Life insurance and financial professionals often seek to differentiate themselves from their competitors. Some might work with young professionals. Others help older, wealthy clients manage estate tax issues. Still others may find a niche coaching business owners with regard to buy-sell planning or employee benefits. What about helping those who have a family member with special needs?

Most cases will start with helping the parents of a child with special needs. However, other family members—including siblings and grandparents—can end up in the role of financial caretaker for a person with special needs. With the advances in medical care, many special-needs family members can live for a long time, making financial planning especially important.

Types of Issues Common to Special-Needs Families
Families who are taking care of members with special needs are dealing with financial concerns that are of a different shape than more traditional clients.


Retirement planning for most clients involves making sure the individual, or both spouses if married, have enough savings to produce the income needed to maintain lifestyle in retirement.
A special-needs child may not be able to produce income at any point during his or her lifetime to pay for the child’s own support. Usually the child’s parents must make plans to provide for that support for as long as the child lives.

In the special-needs arena the life expectancy of the family member who needs care can be an important factor in making sensible financial plans. In some cases, even though a child is impaired, the family expects the child to have a normal life expectancy. For many, in addition to normal support needs, supplemental medical or therapy expenses can last a lifetime.

When working with parents who have a child with special needs, the lump sum needed to support a comfortable retirement can easily be more than twice that of a comparable married couple without a special-needs child.
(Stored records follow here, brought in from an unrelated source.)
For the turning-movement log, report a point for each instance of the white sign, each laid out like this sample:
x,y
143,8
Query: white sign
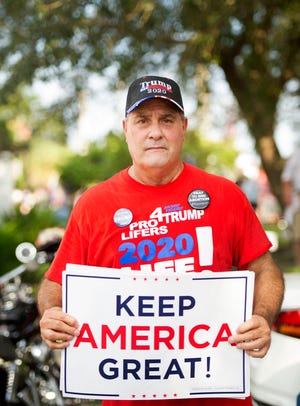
x,y
152,336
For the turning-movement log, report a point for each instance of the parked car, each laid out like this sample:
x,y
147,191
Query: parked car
x,y
275,379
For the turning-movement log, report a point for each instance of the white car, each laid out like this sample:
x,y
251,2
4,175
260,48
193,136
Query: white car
x,y
275,379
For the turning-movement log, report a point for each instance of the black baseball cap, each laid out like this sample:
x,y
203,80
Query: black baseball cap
x,y
149,87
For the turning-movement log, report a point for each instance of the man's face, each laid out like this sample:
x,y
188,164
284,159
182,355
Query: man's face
x,y
155,132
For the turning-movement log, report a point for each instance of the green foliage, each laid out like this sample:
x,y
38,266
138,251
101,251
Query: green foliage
x,y
215,157
256,44
41,160
100,163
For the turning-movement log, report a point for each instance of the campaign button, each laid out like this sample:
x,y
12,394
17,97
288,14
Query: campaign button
x,y
199,199
123,217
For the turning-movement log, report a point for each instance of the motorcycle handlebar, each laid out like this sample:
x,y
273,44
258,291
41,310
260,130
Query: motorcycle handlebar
x,y
31,259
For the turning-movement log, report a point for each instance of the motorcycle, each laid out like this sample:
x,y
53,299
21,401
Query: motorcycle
x,y
29,369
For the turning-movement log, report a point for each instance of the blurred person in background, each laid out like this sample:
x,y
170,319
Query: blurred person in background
x,y
291,197
157,184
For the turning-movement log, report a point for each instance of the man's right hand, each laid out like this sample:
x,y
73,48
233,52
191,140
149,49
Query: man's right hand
x,y
58,328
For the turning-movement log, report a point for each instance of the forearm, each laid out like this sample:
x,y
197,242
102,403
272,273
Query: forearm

Likewise, extra life insurance coverage is needed to protect against the shortage of funds due to the possibility of a preretirement death.


Family who want to make assets available to special-needs beneficiaries should generally consider drafting a special-needs trust. A special-needs trust or supplemental-needs trust (SNT) is a specialized legal document designed to provide benefits to the beneficiary without adding to the person’s countable net worth or countable income.

An SNT can be created to come into existence immediately, or it can spring into existence in the future. For example, a special-needs person’s parents might create an SNT inside of the last will or revocable trust. However, families are encouraged to prepare a stand-alone special-needs trust so they can have the peace of mind that the trust is created and in existence during their lifetime.
An SNT enables a person with a physical or mental disability to have, held in trust, an unlimited amount of assets. If the SNT is drafted and administered properly, those assets do not count against SSI or Medicaid eligibility.

An SNT gives the trustee the ability to provide for supplemental and extra care over and above that which the  government provides. The SNT must not require the trustee to make distributions for the special-needs beneficiary, as such a requirement would cause the trust assets to count as available resources.

To be effective, SNTs must be irrevocable once they are created and funded. An attorney drafting the trust will coach the family about how the trust should be administered and will include directions in the trust for its termination and ultimate distribution to family members or other beneficiaries.


  • As with any other trust, making the right selection for the trustee can mean the difference between adequate financial support for the beneficiary and failure to meet the planning objectives. Consider hiring a professional trustee to complement the caregiving skills of a family guardian.
  • SNTs can be created to exist right now or to spring into existence at someone’s death (usually the caregiving parent). In many cases, choosing the testamentary trust approach will offer the most flexibility to the family.
  • There can be tension between the choices of naming an individual the beneficiary of a qualified account asset (such as an IRA) or naming a trust beneficiary. Issues such as taxation and stretch options may be less important to those who have a special-needs beneficiary than the proper care of the loved one.
  • If a special-needs beneficiary gets money directly from an inheritance or by beneficiary designation, it may revoke eligibility for needs-based benefits, and getting eligibility back may be difficulty. While undoing a bequest though post-death estate planning by using a qualified disclaimer is possible in many instances, that technique is probably not effective to restore a beneficiary’s access to needs-based benefits.